Com o objetivo de fazer os debates para a alternativa, o fórum Socialismo 2015 decorre entre sexta-feira e domingo na Escola Artística Soares dos Reis, no Porto.

À agência Lusa, o deputado e dirigente do Bloco de Esquerda José Soeiro explicou que este será um "momento de reflexão sobre alguns dos temas fundamentais que vão estar em discussão na própria campanha legislativa", havendo debates sobre temas que têm marcado a agenda em Portugal como as privatizações, pensões, emprego ou a saúde.

"Quer os temas internacionais quer os temas nacionais que marcam a atualidade estarão em debate no Socialismo", disse.

De acordo com José Soeiro, "o Socialismo não é um fórum que apresenta as posições oficiais do Bloco porque é um espaço no qual o Bloco está essencialmente a aprender com as posições de pessoas que não são do partido mas que têm uma reflexão sobre alguns temas que nos interessa pôr à discussão".

"O fórum Socialismo não visa apresentar o programa do Bloco mas debater com a sociedade, com especialistas, com ativistas alguns temas que nos parecem centrais", sublinhou.

Sobre os temas internacionais, o deputado bloquista destacou o debate "Angola, repressão e direitos humanos" (sábado) e um debate que José Manuel Pureza fará sobre Miguel Portas e o Mediterrâneo, "que retoma algumas das reflexões do Miguel sobre a crise no Mediterrâneo agora que ela está agravada", agendado para domingo.

"É importante, particularmente num contexto de eleições não deixamos de dar voz às polémicas, à pluralidade que compõe a própria esquerda", disse.

José Soeiro destacou as que apelidou de mesas de polémica, uma sob o tema "A esquerda deve ser patriótica?" (sábado) e outra intitulada "Que passos para um polo de esquerda?" que reúne Manuel Loff, Fernando Rosas e Alfredo Barroso, "três pessoas que tiverem percursos diferentes mas que se têm encontrado nos últimos anos na rejeição da lógica da austeridade".

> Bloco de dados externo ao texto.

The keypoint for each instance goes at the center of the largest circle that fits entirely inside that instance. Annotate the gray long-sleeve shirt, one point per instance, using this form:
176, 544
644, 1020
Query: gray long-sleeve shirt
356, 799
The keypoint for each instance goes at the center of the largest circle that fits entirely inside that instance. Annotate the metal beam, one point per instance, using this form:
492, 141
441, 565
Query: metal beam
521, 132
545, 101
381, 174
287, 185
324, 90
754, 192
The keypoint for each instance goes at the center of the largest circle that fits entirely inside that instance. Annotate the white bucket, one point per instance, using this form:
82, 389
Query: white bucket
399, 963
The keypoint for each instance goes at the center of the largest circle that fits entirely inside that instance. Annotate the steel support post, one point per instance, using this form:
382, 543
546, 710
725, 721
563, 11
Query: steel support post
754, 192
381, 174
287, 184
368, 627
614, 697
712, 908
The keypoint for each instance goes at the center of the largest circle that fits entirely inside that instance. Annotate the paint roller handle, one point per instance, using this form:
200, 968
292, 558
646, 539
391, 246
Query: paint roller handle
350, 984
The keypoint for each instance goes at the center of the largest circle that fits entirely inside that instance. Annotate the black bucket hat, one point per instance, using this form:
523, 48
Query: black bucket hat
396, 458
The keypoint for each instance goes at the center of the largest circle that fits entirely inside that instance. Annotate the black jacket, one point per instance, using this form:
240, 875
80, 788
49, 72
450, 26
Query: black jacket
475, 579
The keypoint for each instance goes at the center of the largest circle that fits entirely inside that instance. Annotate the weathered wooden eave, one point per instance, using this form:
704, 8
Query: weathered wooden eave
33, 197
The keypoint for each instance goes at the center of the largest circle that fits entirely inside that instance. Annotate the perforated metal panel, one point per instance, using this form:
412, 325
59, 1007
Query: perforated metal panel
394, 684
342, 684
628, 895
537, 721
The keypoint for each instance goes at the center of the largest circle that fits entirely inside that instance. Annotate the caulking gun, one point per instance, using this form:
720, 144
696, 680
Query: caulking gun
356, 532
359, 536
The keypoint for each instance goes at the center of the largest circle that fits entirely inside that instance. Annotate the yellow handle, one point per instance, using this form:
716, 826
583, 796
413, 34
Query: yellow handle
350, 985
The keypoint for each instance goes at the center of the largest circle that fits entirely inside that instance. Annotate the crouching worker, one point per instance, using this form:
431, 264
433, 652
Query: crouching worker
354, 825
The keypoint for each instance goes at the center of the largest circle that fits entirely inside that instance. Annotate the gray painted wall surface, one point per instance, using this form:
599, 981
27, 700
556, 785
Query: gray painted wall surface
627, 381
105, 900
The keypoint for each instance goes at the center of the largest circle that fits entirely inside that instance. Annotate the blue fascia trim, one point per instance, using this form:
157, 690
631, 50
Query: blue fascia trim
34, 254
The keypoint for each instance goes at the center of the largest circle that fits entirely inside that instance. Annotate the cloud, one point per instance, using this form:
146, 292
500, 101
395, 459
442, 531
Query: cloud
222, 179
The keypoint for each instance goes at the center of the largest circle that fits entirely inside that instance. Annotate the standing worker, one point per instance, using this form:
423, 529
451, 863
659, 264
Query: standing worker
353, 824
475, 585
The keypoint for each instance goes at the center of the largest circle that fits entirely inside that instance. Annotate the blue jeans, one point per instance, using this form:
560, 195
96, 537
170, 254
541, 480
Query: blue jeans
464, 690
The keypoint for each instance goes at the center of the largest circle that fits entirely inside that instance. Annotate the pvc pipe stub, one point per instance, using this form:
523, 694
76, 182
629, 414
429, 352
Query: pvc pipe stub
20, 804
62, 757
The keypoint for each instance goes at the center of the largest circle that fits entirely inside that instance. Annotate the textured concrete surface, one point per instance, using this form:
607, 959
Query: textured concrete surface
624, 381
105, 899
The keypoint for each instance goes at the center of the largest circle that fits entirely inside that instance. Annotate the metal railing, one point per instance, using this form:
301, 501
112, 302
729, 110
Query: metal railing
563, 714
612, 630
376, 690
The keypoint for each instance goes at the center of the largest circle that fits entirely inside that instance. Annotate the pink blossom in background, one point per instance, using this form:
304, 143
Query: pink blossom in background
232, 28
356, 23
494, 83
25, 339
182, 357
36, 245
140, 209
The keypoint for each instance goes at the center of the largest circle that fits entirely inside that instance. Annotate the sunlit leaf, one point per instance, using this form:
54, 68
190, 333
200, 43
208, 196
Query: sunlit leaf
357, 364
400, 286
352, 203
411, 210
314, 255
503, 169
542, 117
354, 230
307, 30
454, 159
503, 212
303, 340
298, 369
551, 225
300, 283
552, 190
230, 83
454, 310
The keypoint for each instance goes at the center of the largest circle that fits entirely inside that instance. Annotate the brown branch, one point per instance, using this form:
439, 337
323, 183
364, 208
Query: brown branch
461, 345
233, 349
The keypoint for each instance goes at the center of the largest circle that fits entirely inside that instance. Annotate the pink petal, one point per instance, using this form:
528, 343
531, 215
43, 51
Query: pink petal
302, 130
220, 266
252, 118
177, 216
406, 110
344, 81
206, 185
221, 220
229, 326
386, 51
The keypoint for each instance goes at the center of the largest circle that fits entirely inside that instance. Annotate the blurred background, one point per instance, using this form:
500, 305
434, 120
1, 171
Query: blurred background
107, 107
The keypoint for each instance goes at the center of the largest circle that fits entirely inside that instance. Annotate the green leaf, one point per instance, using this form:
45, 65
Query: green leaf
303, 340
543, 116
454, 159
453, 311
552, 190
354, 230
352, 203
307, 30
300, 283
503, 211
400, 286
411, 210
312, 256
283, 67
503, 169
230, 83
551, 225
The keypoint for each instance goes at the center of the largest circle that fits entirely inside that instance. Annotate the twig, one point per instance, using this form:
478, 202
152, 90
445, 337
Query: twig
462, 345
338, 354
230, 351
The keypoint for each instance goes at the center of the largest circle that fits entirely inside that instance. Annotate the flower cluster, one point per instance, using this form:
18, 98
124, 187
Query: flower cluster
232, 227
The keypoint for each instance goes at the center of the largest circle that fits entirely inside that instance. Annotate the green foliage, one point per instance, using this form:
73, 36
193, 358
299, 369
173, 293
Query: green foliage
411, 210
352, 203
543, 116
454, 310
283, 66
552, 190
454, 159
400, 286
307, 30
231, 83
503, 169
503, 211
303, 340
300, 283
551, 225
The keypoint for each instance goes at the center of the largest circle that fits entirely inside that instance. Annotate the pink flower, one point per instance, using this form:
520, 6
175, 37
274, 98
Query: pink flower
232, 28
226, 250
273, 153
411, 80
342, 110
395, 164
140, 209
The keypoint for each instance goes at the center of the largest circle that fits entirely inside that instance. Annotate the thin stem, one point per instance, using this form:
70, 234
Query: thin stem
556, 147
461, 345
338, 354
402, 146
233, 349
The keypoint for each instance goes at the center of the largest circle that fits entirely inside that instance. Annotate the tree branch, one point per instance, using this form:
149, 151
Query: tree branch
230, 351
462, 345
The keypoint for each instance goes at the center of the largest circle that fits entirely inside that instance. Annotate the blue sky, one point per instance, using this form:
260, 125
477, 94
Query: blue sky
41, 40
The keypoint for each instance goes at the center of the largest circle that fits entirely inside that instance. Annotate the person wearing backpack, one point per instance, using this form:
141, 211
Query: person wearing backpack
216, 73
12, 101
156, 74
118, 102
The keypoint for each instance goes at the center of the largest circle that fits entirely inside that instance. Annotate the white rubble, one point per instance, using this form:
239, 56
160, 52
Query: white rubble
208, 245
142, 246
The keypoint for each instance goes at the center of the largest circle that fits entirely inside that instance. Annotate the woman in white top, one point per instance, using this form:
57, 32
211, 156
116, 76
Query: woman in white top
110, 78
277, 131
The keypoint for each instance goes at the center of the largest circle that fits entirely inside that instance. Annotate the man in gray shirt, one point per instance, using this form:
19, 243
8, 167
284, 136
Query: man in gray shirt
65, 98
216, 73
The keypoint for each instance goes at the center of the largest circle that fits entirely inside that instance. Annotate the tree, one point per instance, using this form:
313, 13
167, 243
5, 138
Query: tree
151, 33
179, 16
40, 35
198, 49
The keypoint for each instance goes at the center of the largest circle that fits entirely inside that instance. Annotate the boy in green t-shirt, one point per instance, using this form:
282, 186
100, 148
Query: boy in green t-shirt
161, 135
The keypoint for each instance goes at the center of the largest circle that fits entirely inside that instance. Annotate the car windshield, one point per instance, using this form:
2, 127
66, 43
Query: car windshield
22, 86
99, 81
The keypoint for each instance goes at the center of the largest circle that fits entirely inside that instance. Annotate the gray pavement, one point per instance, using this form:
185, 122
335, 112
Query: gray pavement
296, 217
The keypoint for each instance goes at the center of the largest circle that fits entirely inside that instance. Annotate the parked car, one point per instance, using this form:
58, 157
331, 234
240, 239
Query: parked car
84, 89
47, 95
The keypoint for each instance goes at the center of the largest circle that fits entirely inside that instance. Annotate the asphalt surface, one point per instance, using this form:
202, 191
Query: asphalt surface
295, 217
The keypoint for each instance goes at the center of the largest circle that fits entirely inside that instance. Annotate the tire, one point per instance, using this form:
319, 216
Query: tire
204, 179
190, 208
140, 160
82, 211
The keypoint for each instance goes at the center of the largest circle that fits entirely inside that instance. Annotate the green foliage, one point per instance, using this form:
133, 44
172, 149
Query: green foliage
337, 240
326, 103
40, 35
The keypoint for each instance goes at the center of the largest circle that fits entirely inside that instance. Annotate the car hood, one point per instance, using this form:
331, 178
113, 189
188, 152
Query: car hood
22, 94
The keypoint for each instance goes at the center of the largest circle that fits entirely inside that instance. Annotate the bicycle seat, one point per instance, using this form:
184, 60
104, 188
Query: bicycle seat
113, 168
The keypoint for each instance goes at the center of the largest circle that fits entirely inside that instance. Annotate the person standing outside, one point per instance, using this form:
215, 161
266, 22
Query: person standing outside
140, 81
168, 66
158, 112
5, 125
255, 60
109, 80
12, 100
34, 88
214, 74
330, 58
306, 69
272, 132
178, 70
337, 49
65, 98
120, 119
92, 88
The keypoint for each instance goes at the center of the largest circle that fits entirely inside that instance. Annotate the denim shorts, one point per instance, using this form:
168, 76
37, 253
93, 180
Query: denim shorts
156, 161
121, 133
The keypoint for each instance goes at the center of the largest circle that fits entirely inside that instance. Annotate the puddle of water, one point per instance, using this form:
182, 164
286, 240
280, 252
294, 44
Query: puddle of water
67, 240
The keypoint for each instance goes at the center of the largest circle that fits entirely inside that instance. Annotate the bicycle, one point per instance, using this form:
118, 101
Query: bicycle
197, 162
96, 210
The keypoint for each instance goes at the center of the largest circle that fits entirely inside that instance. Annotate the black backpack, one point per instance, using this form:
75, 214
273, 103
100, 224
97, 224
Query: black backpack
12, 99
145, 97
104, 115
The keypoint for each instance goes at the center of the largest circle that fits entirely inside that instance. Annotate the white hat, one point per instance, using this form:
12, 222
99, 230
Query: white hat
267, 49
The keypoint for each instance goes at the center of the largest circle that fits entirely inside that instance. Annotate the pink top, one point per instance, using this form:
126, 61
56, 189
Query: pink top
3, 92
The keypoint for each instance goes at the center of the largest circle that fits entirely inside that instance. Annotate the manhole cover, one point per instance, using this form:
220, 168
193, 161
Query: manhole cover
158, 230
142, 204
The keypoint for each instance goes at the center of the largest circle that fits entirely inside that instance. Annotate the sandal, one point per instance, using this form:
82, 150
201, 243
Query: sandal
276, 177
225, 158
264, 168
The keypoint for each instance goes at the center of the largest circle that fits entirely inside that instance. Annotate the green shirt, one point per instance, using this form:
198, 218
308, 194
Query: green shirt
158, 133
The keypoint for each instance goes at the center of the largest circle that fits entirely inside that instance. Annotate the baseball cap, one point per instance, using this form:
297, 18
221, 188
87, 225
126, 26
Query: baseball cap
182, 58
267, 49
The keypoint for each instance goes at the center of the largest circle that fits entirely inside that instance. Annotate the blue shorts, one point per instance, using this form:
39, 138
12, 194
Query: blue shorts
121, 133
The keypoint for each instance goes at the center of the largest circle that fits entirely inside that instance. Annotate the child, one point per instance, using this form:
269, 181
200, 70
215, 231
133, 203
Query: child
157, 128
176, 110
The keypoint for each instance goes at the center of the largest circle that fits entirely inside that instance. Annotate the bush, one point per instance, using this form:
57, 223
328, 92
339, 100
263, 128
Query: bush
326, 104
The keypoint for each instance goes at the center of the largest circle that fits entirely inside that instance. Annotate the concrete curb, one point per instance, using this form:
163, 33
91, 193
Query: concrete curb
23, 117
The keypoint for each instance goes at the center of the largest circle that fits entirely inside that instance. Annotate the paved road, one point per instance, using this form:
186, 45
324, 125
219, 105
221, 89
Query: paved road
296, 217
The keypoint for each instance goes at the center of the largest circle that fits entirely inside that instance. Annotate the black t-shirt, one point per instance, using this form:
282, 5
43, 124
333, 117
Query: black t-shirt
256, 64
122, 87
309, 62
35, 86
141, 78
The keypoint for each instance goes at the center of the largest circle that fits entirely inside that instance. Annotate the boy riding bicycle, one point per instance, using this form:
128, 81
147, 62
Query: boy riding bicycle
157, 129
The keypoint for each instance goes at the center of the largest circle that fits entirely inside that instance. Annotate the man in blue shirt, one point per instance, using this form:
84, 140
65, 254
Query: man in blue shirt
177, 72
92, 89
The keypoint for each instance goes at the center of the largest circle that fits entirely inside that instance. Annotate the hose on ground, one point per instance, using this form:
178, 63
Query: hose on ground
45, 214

"A abertura será sobre os desafios das esquerdas políticas e sociais e tentaremos juntar figuras conhecidas pelo seu percurso sindical, cívico e artístico para refletir sobre, em vésperas de eleições, quais são os desafios que se colocam às esquerdas políticas e às esquerdas sociais", enfatizou, estando presentes no arranque o ex-secretário-geral da CGTP Carvalho da Silva, a ativista do APRe! Luísa Cabral, o músico Miguel Guedes e José Soeiro.

No sábado, o ex-coordenador do BE Francisco Louçã e a eurodeputada Marisa Matias vão refletir sobre a "Europa, Democracia e Alternativas".

A porta-voz do Bloco de Esquerda, Catarina Martins, estará no encerramento do fórum Socialismo 2015 juntamente com a poetisa Ana Luísa Amaral e o coordenador da Comissão de Trabalhadores da AutoEuropa, António Chora.